Se il panorama che adesso osservo dal piccolo abbaino del mio bivani avesse una cornicetta con dei coniglietti rosa che vi si arrampicano come scimpanzé, un po’ come i disegni che solerte immaginavo alle elementari, probabilmente questo Tratto da una storia che accadrà del ventottenne pratese Tomme, stanzierebbe pingue sul suo bel capitello di basalto, laddove v’è ancora spazio per i busti dei padri di tutta quella elettronica illuminata e faconda. Non saprei quanto distante dall’uno, dio e trino Richard D. James o dai capitani Rob Brown e Sean Booth. A dire il vero, non so se accanto a loro ci sia, o meno, dello spazio vuoto utile ma, di certo, se il mondo fosse un altro, anch’egli sfoggerebbe la sua bella sfilza di pseudonimi.
Molto distanti dalla folktronica e da tutta quella fuffa indefinita mista di dance punk e rock & roll, le 8 tracce di questo disco, che si susseguono senza il benché minimo passo falso, vivono di elettronica pura, matematica tanta e buon gusto, quanto basta per girovagare, pur nella sua essenzialità, nell’iperuranio IDM senza perderne le coordinate. Privo tuttavia di qualsiasi precipua intenzione di oliare chissà quale meccanismo ruffianamente attrattivo (quantunque sia assolutamente convinto che basterebbe un piccolo jingle ossessivo allo scopo), Tomme percuote e ripercuote i suoi tamburi come quel sequel in cui ad ogni melodia, pattern o glitch è assegnato un ruolo nello storyboard. Non musica per immagini ma musica vivente, sostanziale, corporea, che è essa stessa immagine. Un cast di primordine dunque, introdotto dalla prodromica Ninna nanna per un gemello che incede giocosa sui suoi bridge di pochi bit, tanto cari al mio Vic20 ed al talentuoso Trey Gunn, mentre la successiva Morse code fa spazio ad inserti vintage e sontuose aperture sognanti. Come se Gene Krupa o Buddy Rich regalassero a Squarepusher e Joahnn Joahnnsson una jam in un club newyorkese, dopo solo il primo drink. Jucas gioca con una scatola e Siedi hanno insieme il compito di schiudere il grande mondo delle piccole cose ed, all’uopo gentili, accomodano loops di piano tra tintinnii di vetro e metalli vari.

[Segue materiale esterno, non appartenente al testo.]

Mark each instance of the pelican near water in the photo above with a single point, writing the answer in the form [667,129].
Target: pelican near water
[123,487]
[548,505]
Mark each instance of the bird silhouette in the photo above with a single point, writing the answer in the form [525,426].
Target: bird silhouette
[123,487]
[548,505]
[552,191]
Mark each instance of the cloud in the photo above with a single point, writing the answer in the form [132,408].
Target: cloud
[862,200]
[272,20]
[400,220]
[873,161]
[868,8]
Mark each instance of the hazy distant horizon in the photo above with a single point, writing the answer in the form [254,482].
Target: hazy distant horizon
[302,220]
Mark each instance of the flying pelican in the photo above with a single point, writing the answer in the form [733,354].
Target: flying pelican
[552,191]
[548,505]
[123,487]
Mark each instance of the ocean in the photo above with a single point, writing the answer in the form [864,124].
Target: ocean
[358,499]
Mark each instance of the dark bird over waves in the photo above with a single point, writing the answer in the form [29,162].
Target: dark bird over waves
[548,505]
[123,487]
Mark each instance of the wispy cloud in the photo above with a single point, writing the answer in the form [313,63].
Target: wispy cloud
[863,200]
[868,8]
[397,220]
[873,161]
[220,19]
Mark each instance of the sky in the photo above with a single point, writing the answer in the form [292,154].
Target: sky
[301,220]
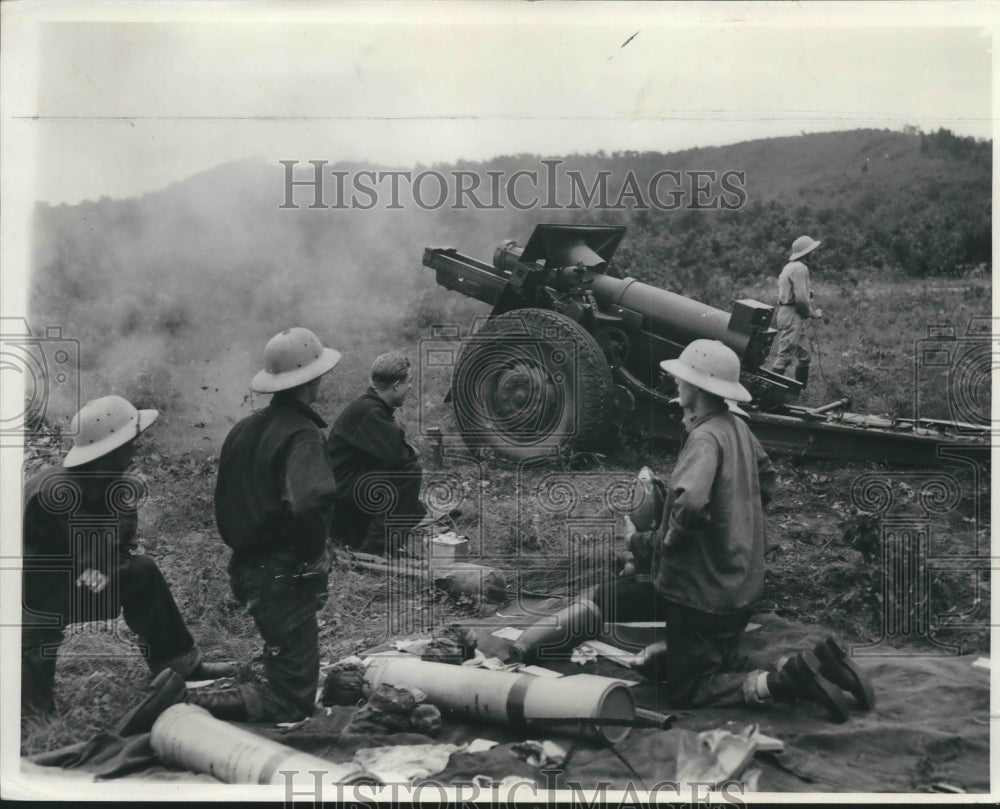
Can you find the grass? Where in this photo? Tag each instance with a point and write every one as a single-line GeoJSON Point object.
{"type": "Point", "coordinates": [822, 567]}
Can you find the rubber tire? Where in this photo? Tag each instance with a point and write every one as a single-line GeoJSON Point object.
{"type": "Point", "coordinates": [570, 406]}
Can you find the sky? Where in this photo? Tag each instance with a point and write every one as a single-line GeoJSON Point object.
{"type": "Point", "coordinates": [122, 106]}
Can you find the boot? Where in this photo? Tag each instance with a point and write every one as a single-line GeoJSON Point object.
{"type": "Point", "coordinates": [839, 669]}
{"type": "Point", "coordinates": [226, 704]}
{"type": "Point", "coordinates": [799, 678]}
{"type": "Point", "coordinates": [207, 670]}
{"type": "Point", "coordinates": [165, 690]}
{"type": "Point", "coordinates": [802, 374]}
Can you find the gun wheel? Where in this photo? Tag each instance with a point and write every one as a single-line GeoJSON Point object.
{"type": "Point", "coordinates": [530, 384]}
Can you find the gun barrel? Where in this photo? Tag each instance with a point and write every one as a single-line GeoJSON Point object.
{"type": "Point", "coordinates": [667, 314]}
{"type": "Point", "coordinates": [464, 274]}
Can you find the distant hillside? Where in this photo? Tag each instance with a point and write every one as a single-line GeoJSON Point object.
{"type": "Point", "coordinates": [161, 287]}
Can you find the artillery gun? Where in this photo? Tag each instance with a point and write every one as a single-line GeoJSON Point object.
{"type": "Point", "coordinates": [570, 349]}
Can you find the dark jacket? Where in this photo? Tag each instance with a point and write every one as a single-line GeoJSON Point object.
{"type": "Point", "coordinates": [366, 438]}
{"type": "Point", "coordinates": [101, 509]}
{"type": "Point", "coordinates": [708, 552]}
{"type": "Point", "coordinates": [275, 487]}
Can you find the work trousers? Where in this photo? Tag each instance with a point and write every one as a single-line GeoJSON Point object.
{"type": "Point", "coordinates": [793, 345]}
{"type": "Point", "coordinates": [53, 601]}
{"type": "Point", "coordinates": [702, 666]}
{"type": "Point", "coordinates": [283, 604]}
{"type": "Point", "coordinates": [378, 513]}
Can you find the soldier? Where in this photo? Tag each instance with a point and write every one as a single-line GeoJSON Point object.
{"type": "Point", "coordinates": [707, 556]}
{"type": "Point", "coordinates": [272, 504]}
{"type": "Point", "coordinates": [81, 520]}
{"type": "Point", "coordinates": [794, 308]}
{"type": "Point", "coordinates": [369, 453]}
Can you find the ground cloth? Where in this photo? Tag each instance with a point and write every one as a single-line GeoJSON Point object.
{"type": "Point", "coordinates": [930, 726]}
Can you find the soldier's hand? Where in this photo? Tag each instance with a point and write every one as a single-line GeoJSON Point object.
{"type": "Point", "coordinates": [93, 579]}
{"type": "Point", "coordinates": [629, 528]}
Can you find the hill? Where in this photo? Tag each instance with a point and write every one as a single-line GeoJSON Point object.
{"type": "Point", "coordinates": [173, 294]}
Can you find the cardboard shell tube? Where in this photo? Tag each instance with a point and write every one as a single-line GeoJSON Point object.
{"type": "Point", "coordinates": [509, 698]}
{"type": "Point", "coordinates": [189, 736]}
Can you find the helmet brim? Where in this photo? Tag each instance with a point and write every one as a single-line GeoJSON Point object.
{"type": "Point", "coordinates": [710, 384]}
{"type": "Point", "coordinates": [266, 382]}
{"type": "Point", "coordinates": [78, 456]}
{"type": "Point", "coordinates": [801, 253]}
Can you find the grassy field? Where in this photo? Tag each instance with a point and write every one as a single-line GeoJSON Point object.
{"type": "Point", "coordinates": [824, 561]}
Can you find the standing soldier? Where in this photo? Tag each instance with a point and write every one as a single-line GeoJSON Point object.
{"type": "Point", "coordinates": [707, 555]}
{"type": "Point", "coordinates": [272, 503]}
{"type": "Point", "coordinates": [794, 308]}
{"type": "Point", "coordinates": [79, 536]}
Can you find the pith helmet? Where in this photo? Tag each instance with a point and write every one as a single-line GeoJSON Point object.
{"type": "Point", "coordinates": [711, 366]}
{"type": "Point", "coordinates": [292, 358]}
{"type": "Point", "coordinates": [801, 246]}
{"type": "Point", "coordinates": [103, 425]}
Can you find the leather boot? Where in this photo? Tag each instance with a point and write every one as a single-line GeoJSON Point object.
{"type": "Point", "coordinates": [800, 678]}
{"type": "Point", "coordinates": [166, 689]}
{"type": "Point", "coordinates": [802, 374]}
{"type": "Point", "coordinates": [226, 704]}
{"type": "Point", "coordinates": [839, 669]}
{"type": "Point", "coordinates": [208, 670]}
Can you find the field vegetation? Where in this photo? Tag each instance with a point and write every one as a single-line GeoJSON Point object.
{"type": "Point", "coordinates": [173, 296]}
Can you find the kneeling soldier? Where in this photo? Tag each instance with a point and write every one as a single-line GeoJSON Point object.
{"type": "Point", "coordinates": [62, 509]}
{"type": "Point", "coordinates": [707, 556]}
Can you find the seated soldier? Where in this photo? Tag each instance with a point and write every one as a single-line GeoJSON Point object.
{"type": "Point", "coordinates": [377, 470]}
{"type": "Point", "coordinates": [79, 536]}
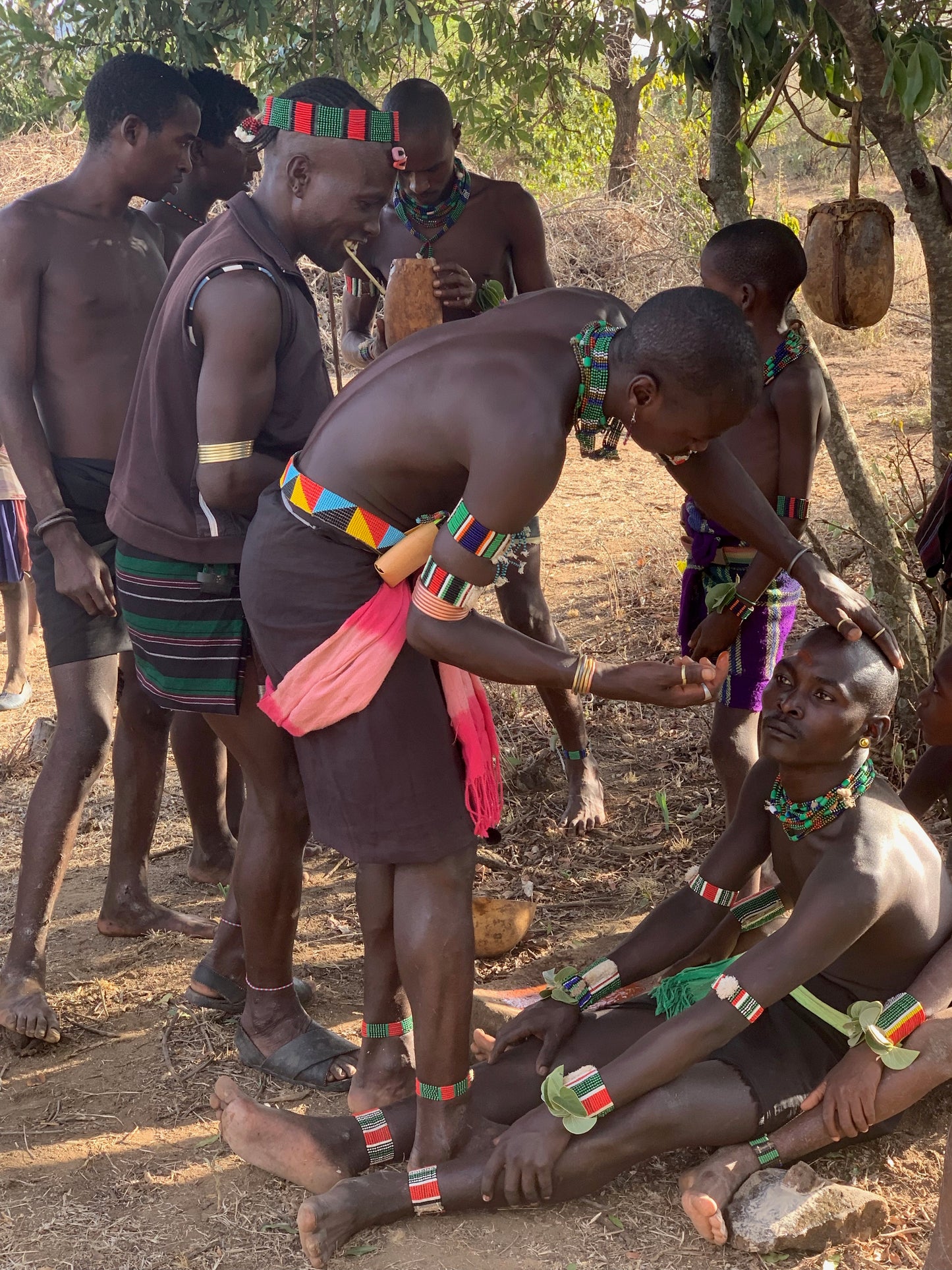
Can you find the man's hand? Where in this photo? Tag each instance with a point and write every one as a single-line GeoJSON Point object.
{"type": "Point", "coordinates": [714, 635]}
{"type": "Point", "coordinates": [681, 683]}
{"type": "Point", "coordinates": [848, 1094]}
{"type": "Point", "coordinates": [80, 573]}
{"type": "Point", "coordinates": [550, 1022]}
{"type": "Point", "coordinates": [842, 608]}
{"type": "Point", "coordinates": [526, 1156]}
{"type": "Point", "coordinates": [453, 286]}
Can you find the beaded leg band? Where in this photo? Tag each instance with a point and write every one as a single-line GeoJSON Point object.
{"type": "Point", "coordinates": [376, 1136]}
{"type": "Point", "coordinates": [764, 1151]}
{"type": "Point", "coordinates": [379, 1031]}
{"type": "Point", "coordinates": [445, 1093]}
{"type": "Point", "coordinates": [424, 1192]}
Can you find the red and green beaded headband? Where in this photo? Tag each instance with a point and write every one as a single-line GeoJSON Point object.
{"type": "Point", "coordinates": [328, 121]}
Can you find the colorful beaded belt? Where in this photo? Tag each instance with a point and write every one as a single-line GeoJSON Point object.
{"type": "Point", "coordinates": [304, 496]}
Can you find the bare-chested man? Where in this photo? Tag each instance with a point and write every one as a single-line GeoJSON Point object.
{"type": "Point", "coordinates": [488, 242]}
{"type": "Point", "coordinates": [708, 1056]}
{"type": "Point", "coordinates": [79, 274]}
{"type": "Point", "coordinates": [374, 730]}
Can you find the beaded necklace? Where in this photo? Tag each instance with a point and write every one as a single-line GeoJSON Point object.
{"type": "Point", "coordinates": [802, 818]}
{"type": "Point", "coordinates": [181, 211]}
{"type": "Point", "coordinates": [590, 348]}
{"type": "Point", "coordinates": [441, 217]}
{"type": "Point", "coordinates": [794, 345]}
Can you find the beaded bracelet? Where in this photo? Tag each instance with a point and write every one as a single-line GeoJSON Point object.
{"type": "Point", "coordinates": [758, 909]}
{"type": "Point", "coordinates": [900, 1016]}
{"type": "Point", "coordinates": [727, 989]}
{"type": "Point", "coordinates": [376, 1136]}
{"type": "Point", "coordinates": [378, 1031]}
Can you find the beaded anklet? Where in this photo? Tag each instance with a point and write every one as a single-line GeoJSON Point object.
{"type": "Point", "coordinates": [379, 1031]}
{"type": "Point", "coordinates": [764, 1151]}
{"type": "Point", "coordinates": [424, 1192]}
{"type": "Point", "coordinates": [443, 1093]}
{"type": "Point", "coordinates": [727, 989]}
{"type": "Point", "coordinates": [793, 508]}
{"type": "Point", "coordinates": [376, 1136]}
{"type": "Point", "coordinates": [758, 909]}
{"type": "Point", "coordinates": [900, 1016]}
{"type": "Point", "coordinates": [720, 896]}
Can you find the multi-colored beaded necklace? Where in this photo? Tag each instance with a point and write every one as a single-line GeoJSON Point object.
{"type": "Point", "coordinates": [802, 818]}
{"type": "Point", "coordinates": [794, 345]}
{"type": "Point", "coordinates": [430, 224]}
{"type": "Point", "coordinates": [590, 348]}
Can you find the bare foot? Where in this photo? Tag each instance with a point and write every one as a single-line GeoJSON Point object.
{"type": "Point", "coordinates": [126, 921]}
{"type": "Point", "coordinates": [308, 1151]}
{"type": "Point", "coordinates": [327, 1222]}
{"type": "Point", "coordinates": [709, 1189]}
{"type": "Point", "coordinates": [587, 807]}
{"type": "Point", "coordinates": [385, 1075]}
{"type": "Point", "coordinates": [24, 1009]}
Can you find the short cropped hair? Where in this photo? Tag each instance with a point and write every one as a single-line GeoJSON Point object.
{"type": "Point", "coordinates": [761, 252]}
{"type": "Point", "coordinates": [225, 103]}
{"type": "Point", "coordinates": [422, 105]}
{"type": "Point", "coordinates": [323, 90]}
{"type": "Point", "coordinates": [134, 84]}
{"type": "Point", "coordinates": [697, 338]}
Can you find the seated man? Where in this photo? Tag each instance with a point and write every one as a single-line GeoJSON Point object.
{"type": "Point", "coordinates": [742, 1043]}
{"type": "Point", "coordinates": [860, 1093]}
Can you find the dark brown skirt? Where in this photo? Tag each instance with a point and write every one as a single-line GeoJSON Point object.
{"type": "Point", "coordinates": [385, 785]}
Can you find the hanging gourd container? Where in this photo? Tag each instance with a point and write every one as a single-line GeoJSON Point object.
{"type": "Point", "coordinates": [849, 253]}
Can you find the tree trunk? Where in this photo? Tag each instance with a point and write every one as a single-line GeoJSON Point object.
{"type": "Point", "coordinates": [900, 142]}
{"type": "Point", "coordinates": [725, 187]}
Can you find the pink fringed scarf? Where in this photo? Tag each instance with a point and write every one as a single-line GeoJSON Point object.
{"type": "Point", "coordinates": [345, 675]}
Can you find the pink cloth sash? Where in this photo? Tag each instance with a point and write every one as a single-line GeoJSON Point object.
{"type": "Point", "coordinates": [346, 672]}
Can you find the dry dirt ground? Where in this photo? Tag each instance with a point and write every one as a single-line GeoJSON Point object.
{"type": "Point", "coordinates": [108, 1155]}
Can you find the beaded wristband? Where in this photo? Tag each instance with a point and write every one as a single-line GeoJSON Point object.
{"type": "Point", "coordinates": [793, 508]}
{"type": "Point", "coordinates": [376, 1136]}
{"type": "Point", "coordinates": [764, 1151]}
{"type": "Point", "coordinates": [708, 890]}
{"type": "Point", "coordinates": [378, 1031]}
{"type": "Point", "coordinates": [739, 608]}
{"type": "Point", "coordinates": [424, 1192]}
{"type": "Point", "coordinates": [727, 989]}
{"type": "Point", "coordinates": [900, 1016]}
{"type": "Point", "coordinates": [758, 909]}
{"type": "Point", "coordinates": [443, 1093]}
{"type": "Point", "coordinates": [475, 538]}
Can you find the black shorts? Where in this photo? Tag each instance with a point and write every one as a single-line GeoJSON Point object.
{"type": "Point", "coordinates": [69, 633]}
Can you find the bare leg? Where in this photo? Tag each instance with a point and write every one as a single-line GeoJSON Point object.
{"type": "Point", "coordinates": [86, 696]}
{"type": "Point", "coordinates": [708, 1189]}
{"type": "Point", "coordinates": [524, 608]}
{"type": "Point", "coordinates": [708, 1104]}
{"type": "Point", "coordinates": [266, 880]}
{"type": "Point", "coordinates": [385, 1068]}
{"type": "Point", "coordinates": [138, 771]}
{"type": "Point", "coordinates": [202, 764]}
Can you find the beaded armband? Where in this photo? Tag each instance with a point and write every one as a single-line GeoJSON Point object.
{"type": "Point", "coordinates": [583, 990]}
{"type": "Point", "coordinates": [424, 1192]}
{"type": "Point", "coordinates": [727, 989]}
{"type": "Point", "coordinates": [900, 1016]}
{"type": "Point", "coordinates": [578, 1099]}
{"type": "Point", "coordinates": [708, 890]}
{"type": "Point", "coordinates": [758, 909]}
{"type": "Point", "coordinates": [793, 508]}
{"type": "Point", "coordinates": [376, 1136]}
{"type": "Point", "coordinates": [764, 1151]}
{"type": "Point", "coordinates": [475, 538]}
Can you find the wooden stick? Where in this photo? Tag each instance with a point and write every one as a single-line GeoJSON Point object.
{"type": "Point", "coordinates": [334, 332]}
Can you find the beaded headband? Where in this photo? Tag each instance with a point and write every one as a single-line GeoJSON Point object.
{"type": "Point", "coordinates": [327, 121]}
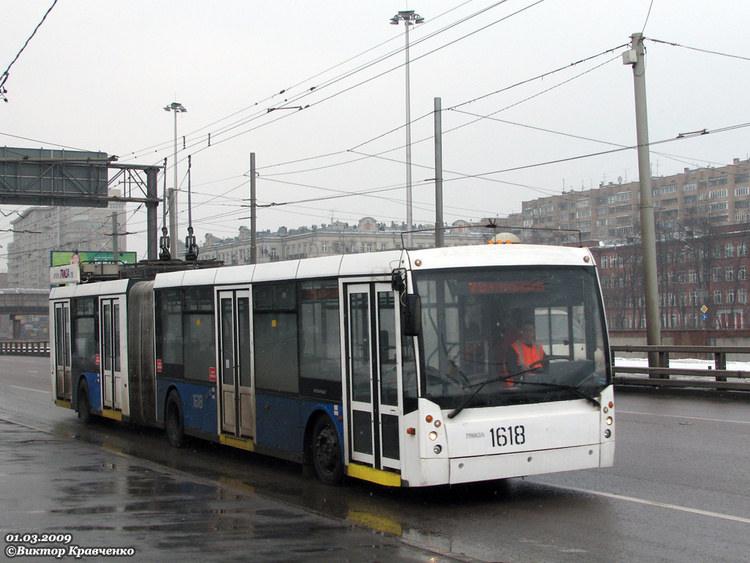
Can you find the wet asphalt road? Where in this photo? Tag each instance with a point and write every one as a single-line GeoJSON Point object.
{"type": "Point", "coordinates": [679, 491]}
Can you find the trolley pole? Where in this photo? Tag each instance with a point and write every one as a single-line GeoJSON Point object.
{"type": "Point", "coordinates": [635, 58]}
{"type": "Point", "coordinates": [439, 233]}
{"type": "Point", "coordinates": [253, 206]}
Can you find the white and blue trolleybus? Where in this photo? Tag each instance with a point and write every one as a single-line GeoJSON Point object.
{"type": "Point", "coordinates": [394, 367]}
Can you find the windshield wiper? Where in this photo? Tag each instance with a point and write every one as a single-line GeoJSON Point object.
{"type": "Point", "coordinates": [510, 377]}
{"type": "Point", "coordinates": [480, 386]}
{"type": "Point", "coordinates": [575, 390]}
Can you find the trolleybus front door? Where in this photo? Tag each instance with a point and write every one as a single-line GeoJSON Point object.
{"type": "Point", "coordinates": [374, 375]}
{"type": "Point", "coordinates": [111, 352]}
{"type": "Point", "coordinates": [237, 400]}
{"type": "Point", "coordinates": [63, 368]}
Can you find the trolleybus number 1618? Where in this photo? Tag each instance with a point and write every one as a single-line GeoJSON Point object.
{"type": "Point", "coordinates": [508, 436]}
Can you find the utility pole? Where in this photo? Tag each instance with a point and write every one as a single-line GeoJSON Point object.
{"type": "Point", "coordinates": [635, 57]}
{"type": "Point", "coordinates": [409, 17]}
{"type": "Point", "coordinates": [253, 205]}
{"type": "Point", "coordinates": [176, 108]}
{"type": "Point", "coordinates": [115, 244]}
{"type": "Point", "coordinates": [439, 233]}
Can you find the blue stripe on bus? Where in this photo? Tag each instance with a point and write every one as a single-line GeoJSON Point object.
{"type": "Point", "coordinates": [281, 421]}
{"type": "Point", "coordinates": [95, 391]}
{"type": "Point", "coordinates": [198, 405]}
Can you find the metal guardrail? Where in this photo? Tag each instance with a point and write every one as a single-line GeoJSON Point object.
{"type": "Point", "coordinates": [659, 374]}
{"type": "Point", "coordinates": [24, 347]}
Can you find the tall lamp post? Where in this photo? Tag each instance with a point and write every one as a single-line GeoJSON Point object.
{"type": "Point", "coordinates": [172, 203]}
{"type": "Point", "coordinates": [409, 17]}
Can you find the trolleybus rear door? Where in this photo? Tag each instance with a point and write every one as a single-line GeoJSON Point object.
{"type": "Point", "coordinates": [374, 367]}
{"type": "Point", "coordinates": [236, 391]}
{"type": "Point", "coordinates": [111, 351]}
{"type": "Point", "coordinates": [63, 369]}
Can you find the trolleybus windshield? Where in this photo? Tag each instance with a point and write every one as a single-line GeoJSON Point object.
{"type": "Point", "coordinates": [500, 336]}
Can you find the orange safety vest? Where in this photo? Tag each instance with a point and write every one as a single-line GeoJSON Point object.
{"type": "Point", "coordinates": [528, 355]}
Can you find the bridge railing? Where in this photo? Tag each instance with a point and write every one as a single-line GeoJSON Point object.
{"type": "Point", "coordinates": [24, 347]}
{"type": "Point", "coordinates": [711, 373]}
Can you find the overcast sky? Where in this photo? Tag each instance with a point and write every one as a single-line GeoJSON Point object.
{"type": "Point", "coordinates": [98, 73]}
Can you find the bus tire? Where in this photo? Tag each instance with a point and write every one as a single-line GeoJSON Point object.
{"type": "Point", "coordinates": [326, 452]}
{"type": "Point", "coordinates": [174, 421]}
{"type": "Point", "coordinates": [84, 403]}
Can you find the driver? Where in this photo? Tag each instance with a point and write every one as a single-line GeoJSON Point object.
{"type": "Point", "coordinates": [525, 354]}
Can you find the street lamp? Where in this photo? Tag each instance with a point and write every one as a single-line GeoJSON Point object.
{"type": "Point", "coordinates": [176, 108]}
{"type": "Point", "coordinates": [409, 17]}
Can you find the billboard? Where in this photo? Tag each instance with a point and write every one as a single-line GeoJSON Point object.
{"type": "Point", "coordinates": [60, 258]}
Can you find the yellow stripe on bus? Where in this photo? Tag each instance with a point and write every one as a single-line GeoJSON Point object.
{"type": "Point", "coordinates": [241, 443]}
{"type": "Point", "coordinates": [374, 475]}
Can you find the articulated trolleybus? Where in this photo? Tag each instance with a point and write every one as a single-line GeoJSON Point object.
{"type": "Point", "coordinates": [394, 367]}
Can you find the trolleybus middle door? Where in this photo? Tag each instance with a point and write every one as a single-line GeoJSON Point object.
{"type": "Point", "coordinates": [373, 375]}
{"type": "Point", "coordinates": [63, 368]}
{"type": "Point", "coordinates": [236, 390]}
{"type": "Point", "coordinates": [111, 353]}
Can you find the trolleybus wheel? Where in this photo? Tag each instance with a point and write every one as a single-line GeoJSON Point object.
{"type": "Point", "coordinates": [174, 420]}
{"type": "Point", "coordinates": [84, 405]}
{"type": "Point", "coordinates": [326, 452]}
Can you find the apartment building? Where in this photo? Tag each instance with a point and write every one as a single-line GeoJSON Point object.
{"type": "Point", "coordinates": [612, 212]}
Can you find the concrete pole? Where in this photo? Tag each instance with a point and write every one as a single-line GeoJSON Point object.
{"type": "Point", "coordinates": [115, 243]}
{"type": "Point", "coordinates": [635, 57]}
{"type": "Point", "coordinates": [173, 198]}
{"type": "Point", "coordinates": [253, 205]}
{"type": "Point", "coordinates": [152, 225]}
{"type": "Point", "coordinates": [439, 233]}
{"type": "Point", "coordinates": [409, 220]}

Miss S è più operaia e ci traghetta verso la discesa finale tracciata dalle insofferenze ritmiche di 9 volte 1 e de Il pensiero del macchinista, convulse ed ammaliatrici quanto gli Orka a spasso con Marco Minnemann, con quel pathos tendente ad infinito à la Pigbag. Un disco delizioso. Promosso dalla TRB Promozioni. Ancora una volta Trovarobato. Ancora si.
Nessuna cornicetta e men che mai l’ombra di un coniglio rosa attorno a quel signore che porta adesso il cane a spasso ma, il mondo è comunque una merda, si sa e, per quanto mi riguarda, ciò che doveva accadere è abbondantemente già accaduto…speriamo solo che ci sia un seguito!